Amados, yo os ruego como a extranjeros y peregrinos, que os abstengáis de los deseos carnales que batallan contra el alma, manteniendo buena vuestra manera de vivir entre los gentiles; para que en lo que murmuran de vosotros como de malhechores, glorifiquen a Dios en el día de la visitación, al considerar vuestras buenas obras. (1 Pedro 2:11–12)
Cuando una persona es extranjera en otro país tienes dos opciones, la primera es adaptarse completamente e imitar las costumbres y maneras de las personas de ese país; mientras que la segunda es continuar viviendo como si aún se estuviera en su país de origen, conservando sus costumbres, su forma de expresarse, etc.

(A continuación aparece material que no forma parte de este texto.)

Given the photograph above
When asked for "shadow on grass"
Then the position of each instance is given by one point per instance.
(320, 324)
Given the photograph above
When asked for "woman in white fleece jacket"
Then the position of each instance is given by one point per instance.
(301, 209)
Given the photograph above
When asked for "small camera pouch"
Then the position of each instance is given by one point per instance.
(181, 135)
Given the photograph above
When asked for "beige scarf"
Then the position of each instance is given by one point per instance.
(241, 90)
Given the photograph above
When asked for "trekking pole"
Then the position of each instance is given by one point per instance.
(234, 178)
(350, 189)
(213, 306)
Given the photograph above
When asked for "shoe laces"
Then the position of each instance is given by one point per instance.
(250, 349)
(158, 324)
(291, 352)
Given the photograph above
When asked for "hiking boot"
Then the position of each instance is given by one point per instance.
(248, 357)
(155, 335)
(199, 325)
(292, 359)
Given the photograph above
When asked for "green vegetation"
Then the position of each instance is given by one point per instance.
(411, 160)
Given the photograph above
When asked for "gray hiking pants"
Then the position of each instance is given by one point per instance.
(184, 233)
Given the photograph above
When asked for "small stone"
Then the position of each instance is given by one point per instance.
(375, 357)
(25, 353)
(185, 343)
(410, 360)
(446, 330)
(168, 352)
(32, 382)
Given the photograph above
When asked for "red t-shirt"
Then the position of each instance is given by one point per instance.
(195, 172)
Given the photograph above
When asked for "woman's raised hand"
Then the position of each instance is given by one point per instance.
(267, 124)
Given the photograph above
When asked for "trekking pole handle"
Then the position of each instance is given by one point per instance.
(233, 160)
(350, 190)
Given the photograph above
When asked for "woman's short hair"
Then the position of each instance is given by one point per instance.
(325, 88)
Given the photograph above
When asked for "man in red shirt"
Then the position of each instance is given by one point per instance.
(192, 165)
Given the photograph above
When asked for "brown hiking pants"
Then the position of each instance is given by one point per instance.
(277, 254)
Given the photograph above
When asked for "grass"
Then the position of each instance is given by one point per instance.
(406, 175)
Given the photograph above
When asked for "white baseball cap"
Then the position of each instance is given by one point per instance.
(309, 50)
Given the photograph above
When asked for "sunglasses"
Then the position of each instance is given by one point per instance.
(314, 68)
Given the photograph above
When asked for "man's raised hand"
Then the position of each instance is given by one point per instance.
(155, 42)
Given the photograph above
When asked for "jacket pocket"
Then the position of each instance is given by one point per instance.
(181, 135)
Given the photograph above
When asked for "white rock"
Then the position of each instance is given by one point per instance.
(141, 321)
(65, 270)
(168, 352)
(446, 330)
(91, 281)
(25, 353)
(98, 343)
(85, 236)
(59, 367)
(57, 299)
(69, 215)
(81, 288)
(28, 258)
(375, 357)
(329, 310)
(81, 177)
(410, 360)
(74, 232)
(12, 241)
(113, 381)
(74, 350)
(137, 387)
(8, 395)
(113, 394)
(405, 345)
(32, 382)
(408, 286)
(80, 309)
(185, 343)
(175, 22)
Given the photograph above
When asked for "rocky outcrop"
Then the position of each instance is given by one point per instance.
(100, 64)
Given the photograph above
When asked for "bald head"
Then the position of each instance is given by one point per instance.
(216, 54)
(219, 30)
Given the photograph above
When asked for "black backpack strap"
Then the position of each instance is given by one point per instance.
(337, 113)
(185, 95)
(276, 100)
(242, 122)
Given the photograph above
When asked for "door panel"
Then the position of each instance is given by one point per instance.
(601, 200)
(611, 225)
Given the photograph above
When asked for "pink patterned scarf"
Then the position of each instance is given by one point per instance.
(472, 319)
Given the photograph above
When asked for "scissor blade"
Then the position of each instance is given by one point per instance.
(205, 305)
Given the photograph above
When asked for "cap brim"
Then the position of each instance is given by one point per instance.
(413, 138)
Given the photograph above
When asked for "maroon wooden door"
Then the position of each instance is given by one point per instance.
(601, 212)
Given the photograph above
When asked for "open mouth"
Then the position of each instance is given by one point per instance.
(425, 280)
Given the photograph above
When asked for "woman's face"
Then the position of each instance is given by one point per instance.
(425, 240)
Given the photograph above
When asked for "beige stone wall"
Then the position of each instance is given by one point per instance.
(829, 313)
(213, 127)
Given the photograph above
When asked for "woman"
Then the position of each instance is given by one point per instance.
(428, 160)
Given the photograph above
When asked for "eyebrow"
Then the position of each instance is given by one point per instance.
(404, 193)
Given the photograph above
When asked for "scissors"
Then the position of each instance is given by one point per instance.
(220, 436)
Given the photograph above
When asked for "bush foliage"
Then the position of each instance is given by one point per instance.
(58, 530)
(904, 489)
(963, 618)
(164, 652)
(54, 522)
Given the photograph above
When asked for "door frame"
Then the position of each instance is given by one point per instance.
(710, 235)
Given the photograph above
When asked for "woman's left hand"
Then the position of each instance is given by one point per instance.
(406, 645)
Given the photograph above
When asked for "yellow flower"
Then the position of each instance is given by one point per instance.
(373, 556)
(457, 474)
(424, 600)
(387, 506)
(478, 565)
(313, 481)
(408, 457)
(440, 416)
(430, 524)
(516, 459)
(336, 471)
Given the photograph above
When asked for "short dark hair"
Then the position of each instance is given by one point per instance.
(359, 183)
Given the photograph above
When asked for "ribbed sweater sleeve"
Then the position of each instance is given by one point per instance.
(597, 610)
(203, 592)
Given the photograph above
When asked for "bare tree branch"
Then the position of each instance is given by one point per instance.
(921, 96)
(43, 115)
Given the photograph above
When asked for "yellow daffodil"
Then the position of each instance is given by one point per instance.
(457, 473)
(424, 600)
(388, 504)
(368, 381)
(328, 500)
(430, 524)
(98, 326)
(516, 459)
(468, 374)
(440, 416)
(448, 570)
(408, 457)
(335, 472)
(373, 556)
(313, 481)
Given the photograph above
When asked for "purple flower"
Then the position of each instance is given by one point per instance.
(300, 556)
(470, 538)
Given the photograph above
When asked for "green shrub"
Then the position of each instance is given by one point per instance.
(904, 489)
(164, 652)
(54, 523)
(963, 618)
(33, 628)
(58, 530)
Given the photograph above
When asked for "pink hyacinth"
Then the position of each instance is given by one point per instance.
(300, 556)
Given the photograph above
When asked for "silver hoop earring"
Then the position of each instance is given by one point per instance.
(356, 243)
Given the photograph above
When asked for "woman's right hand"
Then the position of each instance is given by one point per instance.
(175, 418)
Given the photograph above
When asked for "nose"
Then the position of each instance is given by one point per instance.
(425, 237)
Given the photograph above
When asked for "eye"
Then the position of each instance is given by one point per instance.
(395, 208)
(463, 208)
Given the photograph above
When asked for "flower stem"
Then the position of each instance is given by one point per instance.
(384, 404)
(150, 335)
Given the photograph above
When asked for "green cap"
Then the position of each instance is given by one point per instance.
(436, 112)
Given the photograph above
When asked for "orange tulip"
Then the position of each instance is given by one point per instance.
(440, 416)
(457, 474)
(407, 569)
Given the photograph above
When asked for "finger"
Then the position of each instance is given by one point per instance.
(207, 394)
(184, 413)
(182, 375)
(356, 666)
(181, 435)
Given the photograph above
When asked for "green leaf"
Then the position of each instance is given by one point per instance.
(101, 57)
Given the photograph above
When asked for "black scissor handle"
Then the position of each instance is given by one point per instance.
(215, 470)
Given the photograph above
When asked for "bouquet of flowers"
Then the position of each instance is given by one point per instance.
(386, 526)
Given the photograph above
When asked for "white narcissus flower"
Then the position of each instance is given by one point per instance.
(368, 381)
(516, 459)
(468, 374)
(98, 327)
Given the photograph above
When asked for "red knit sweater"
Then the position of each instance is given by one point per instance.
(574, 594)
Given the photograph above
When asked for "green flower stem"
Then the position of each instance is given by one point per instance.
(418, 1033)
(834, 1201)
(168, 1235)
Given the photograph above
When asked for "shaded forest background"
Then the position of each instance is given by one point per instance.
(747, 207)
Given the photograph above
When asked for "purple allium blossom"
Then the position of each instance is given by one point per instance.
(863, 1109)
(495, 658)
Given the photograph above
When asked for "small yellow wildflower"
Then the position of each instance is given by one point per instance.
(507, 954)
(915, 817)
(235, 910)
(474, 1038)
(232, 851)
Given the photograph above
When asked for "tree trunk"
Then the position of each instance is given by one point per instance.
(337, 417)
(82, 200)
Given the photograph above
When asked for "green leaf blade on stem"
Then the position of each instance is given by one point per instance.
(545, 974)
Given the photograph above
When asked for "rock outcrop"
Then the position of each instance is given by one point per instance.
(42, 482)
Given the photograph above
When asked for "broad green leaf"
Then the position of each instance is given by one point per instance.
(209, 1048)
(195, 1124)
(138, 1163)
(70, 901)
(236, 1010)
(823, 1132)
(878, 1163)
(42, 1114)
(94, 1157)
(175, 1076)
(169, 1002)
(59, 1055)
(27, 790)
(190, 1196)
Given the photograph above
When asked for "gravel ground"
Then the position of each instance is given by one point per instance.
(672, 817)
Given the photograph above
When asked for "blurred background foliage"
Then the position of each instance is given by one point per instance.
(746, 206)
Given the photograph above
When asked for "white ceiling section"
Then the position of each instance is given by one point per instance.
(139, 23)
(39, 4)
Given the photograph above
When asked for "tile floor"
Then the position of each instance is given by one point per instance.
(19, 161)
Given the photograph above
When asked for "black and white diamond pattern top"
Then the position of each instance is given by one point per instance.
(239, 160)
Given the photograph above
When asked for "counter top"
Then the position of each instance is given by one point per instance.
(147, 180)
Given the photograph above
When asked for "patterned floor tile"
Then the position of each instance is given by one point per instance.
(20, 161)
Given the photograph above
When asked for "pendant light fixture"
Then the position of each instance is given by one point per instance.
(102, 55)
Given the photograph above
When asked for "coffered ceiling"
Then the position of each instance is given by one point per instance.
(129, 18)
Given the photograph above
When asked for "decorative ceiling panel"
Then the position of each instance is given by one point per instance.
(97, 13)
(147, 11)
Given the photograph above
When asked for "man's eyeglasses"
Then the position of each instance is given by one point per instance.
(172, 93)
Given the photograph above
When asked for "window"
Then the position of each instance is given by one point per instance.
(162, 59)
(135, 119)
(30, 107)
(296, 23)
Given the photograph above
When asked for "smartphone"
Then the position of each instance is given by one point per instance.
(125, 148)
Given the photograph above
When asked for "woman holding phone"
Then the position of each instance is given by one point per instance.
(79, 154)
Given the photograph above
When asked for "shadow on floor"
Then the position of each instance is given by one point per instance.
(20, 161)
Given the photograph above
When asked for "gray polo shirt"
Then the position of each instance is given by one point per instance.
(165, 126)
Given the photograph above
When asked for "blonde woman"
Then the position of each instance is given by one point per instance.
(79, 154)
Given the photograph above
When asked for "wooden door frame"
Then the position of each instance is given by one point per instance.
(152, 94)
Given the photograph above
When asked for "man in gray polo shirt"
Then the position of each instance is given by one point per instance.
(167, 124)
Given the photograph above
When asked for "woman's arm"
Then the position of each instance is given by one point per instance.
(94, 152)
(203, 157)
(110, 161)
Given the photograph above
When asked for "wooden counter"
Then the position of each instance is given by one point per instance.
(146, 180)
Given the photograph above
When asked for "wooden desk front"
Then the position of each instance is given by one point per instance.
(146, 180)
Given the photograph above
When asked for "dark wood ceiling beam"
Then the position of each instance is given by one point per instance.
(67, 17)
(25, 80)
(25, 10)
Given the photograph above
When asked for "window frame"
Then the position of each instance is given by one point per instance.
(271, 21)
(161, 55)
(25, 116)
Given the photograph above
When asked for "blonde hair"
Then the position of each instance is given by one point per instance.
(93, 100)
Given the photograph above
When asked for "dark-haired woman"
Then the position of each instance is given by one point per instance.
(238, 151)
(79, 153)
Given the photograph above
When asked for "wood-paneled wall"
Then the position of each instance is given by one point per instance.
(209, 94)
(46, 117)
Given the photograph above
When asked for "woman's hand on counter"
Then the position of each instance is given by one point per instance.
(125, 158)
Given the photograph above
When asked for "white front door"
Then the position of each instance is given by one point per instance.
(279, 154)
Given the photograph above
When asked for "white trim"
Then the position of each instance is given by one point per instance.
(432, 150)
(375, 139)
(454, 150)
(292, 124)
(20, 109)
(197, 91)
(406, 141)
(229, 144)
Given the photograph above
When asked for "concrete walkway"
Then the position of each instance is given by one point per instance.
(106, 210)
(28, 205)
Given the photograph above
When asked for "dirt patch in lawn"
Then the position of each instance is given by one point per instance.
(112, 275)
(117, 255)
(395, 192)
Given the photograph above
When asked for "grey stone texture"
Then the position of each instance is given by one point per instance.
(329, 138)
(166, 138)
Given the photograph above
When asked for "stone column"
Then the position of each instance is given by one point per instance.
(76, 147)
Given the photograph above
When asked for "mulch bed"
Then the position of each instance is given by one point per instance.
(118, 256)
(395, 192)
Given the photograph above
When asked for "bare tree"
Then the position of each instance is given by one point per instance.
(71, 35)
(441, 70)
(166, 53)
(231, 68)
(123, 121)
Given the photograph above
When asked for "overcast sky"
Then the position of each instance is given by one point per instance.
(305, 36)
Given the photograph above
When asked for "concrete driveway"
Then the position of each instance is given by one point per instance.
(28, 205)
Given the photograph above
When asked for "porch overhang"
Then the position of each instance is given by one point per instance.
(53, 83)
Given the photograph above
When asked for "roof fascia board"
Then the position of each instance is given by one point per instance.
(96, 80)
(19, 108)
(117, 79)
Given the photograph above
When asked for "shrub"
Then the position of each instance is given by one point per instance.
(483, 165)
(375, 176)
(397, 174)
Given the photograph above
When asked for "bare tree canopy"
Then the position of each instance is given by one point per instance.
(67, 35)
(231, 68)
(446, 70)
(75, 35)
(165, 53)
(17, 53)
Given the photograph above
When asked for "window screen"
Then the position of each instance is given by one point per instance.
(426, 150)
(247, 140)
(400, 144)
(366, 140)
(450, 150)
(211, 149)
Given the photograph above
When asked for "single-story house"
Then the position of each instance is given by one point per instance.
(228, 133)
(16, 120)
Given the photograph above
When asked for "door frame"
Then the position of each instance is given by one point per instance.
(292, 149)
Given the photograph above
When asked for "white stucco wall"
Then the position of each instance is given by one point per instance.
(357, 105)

Quizás, una de las cosas que más nos cuesta comprender a los cristianos, es que una vez que hemos nacido de nuevo en Cristo, hemos perdido nuestra ciudadanía en la tierra, ya que hemos ganado una en los cielos. Bien lo dice su Palabra:
Porque por ahí andan muchos, de los cuales os dije muchas veces, y aun ahora lo digo llorando, que son enemigos de la cruz de Cristo; el fin de los cuales será perdición, cuyo dios es el vientre, y cuya gloria es su vergüenza; que solo piensan en lo terrenal. Mas nuestra ciudadanía está en los cielos, de donde también esperamos al Salvador, al Señor Jesucristo. (Filipenses 3:18–20)
Vemos cómo Dios nos dice que debemos vivir como extranjeros en lo que a al mundo se refiere, es decir, sus deseos, sus anhelos, etc. Es más, tenemos mandamiento de no imitarlos, o mejor dicho, de no tomar su forma (Romanos 12:2). Esto implica vivir negándonos al pecado que mora en nosotros y evitando el imitar las costumbres del mundo, pues ya no somos del mundo (Juan 17:14–17).
Nunca olvidemos lo que Dios nos advierte con respecto a la amistad con el mundo: «¡Oh almas adúlteras! ¿No sabéis que la amistad del mundo es enemistad contra Dios? Cualquiera, pues, que quiera ser amigo del mundo, se constituye enemigo de Dios» (Santiago 4:4).
Entonces, mis amados hermanos, que nuestro caminar en este mundo sea como si ya estuviésemos morando en el cielo con Dios, dejando todo lo terrenal atrás y viviendo conforme a los designios que Dios nos dejó en su Palabra, esto es, como extranjeros.